The Swedish National Heritage Board is the government agency responsible for matters concerning cultural environment preservation, cultural heritage and museums. The objectives of the Board include taking a proactive and inspirational role in cultural heritage efforts, as well as promoting a society that is sustainable in the long term and everyone’s ability to understand, participate in and take responsibility for their own cultural environment.
The National Heritage Board and many of the museums and other heritage institutions in Sweden are currently working on increasing its emphasis on proactive work, encouraging discussions on the use of narratives as a focus for organising heritage presentation. Much of this work focuses on making both exhibitions and the national heritage more inclusive to all parts of the population. Main themes in this work has included civil society and the inclusion of minority perspectives in the heritage preserved and presented by government supported agencies and institutions.

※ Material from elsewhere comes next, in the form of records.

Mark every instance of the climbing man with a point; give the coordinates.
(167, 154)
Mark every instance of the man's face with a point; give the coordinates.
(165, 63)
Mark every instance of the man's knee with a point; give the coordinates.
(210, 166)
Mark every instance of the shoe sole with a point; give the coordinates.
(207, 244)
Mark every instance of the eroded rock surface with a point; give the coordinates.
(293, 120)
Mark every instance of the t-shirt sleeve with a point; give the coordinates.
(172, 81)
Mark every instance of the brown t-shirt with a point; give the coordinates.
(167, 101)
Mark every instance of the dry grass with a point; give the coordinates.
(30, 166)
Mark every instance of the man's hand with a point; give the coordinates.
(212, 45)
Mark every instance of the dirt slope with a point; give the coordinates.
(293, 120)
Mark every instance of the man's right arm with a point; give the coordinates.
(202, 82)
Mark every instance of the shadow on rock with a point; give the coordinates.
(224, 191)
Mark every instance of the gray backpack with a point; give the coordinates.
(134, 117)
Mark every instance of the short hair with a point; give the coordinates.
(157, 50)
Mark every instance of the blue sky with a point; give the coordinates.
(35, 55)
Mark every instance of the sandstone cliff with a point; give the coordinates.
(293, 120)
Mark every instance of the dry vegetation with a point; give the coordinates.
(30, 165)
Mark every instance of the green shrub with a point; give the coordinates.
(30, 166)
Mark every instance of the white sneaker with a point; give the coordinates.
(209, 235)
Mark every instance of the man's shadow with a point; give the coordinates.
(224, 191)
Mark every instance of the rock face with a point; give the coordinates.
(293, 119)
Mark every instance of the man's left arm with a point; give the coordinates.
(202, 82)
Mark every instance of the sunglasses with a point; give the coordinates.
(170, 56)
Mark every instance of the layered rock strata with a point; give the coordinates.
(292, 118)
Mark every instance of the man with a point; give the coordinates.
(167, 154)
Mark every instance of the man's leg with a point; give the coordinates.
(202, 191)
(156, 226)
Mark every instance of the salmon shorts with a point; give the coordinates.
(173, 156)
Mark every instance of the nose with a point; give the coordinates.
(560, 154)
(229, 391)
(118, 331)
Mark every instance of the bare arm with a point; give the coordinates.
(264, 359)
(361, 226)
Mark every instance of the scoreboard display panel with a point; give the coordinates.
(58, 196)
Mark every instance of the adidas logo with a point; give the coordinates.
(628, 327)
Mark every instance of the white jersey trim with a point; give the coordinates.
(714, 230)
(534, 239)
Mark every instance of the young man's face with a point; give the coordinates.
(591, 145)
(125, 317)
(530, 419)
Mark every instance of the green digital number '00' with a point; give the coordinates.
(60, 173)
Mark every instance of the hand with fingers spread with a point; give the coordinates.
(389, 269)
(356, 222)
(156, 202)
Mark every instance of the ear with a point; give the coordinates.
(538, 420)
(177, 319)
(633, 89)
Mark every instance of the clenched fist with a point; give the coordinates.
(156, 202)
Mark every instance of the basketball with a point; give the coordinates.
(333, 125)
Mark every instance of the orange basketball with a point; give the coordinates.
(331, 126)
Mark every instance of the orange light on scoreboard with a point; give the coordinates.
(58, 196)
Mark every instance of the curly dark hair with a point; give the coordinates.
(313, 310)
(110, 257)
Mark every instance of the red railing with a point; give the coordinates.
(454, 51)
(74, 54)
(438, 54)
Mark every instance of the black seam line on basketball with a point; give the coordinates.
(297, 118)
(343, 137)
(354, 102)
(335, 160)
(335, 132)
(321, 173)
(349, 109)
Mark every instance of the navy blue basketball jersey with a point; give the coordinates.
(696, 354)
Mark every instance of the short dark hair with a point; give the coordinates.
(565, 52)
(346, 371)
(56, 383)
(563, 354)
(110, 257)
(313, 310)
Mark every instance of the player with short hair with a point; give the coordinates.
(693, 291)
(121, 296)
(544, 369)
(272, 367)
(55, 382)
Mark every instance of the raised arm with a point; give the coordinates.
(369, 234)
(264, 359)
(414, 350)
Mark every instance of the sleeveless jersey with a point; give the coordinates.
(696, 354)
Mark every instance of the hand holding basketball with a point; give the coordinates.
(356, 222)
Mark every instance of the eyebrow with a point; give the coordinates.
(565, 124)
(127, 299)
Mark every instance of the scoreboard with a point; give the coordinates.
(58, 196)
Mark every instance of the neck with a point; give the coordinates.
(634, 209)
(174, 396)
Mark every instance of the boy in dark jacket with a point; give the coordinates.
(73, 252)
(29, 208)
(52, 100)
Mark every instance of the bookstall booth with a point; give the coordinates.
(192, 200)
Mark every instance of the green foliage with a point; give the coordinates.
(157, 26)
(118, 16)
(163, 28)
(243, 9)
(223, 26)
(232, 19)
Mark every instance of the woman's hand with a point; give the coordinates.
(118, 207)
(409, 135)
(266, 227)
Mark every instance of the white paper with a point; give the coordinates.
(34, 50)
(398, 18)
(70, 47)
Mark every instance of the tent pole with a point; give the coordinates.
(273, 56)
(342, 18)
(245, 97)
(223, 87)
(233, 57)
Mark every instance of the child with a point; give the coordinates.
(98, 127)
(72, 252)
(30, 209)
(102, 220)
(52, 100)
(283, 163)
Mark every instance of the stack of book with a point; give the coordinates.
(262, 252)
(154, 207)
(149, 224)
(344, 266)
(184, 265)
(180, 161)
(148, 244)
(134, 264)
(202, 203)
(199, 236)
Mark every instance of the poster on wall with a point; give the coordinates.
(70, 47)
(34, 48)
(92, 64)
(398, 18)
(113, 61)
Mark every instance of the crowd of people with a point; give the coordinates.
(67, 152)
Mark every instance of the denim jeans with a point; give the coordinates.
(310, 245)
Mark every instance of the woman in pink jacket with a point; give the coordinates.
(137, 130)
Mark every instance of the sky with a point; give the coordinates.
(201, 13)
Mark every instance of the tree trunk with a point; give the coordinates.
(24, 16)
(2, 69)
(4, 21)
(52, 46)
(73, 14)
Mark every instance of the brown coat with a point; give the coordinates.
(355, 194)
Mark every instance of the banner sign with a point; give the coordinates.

In 2015, the archaeological activities of the National Heritage Board were transferred to the National Museums of History. In 2016, it was announced that the National Touring Exhibitions will be merged with the National Heritage Board, which will be given increased responsibility in the area of museum policy. The government has announced that a government bill on cultural heritage is under preparation. In a previous government report, a special government commission proposed that a Museum Law would be introduced, guaranteeing the independence of public museums and regulating their main roles.
In the fall of 2016, issues relating to museums have also been the topic of significant debate in the media, mostly focusing on allegations against the government of politicizing and instrumentalizing museums, and cultural heritage in general, through increased ideological regulation. The suggested merger of the Mediterranean Museum, the Museum of Far Eastern Antiquities, and the Museum of Ethnography, has been used as an example of this tendency.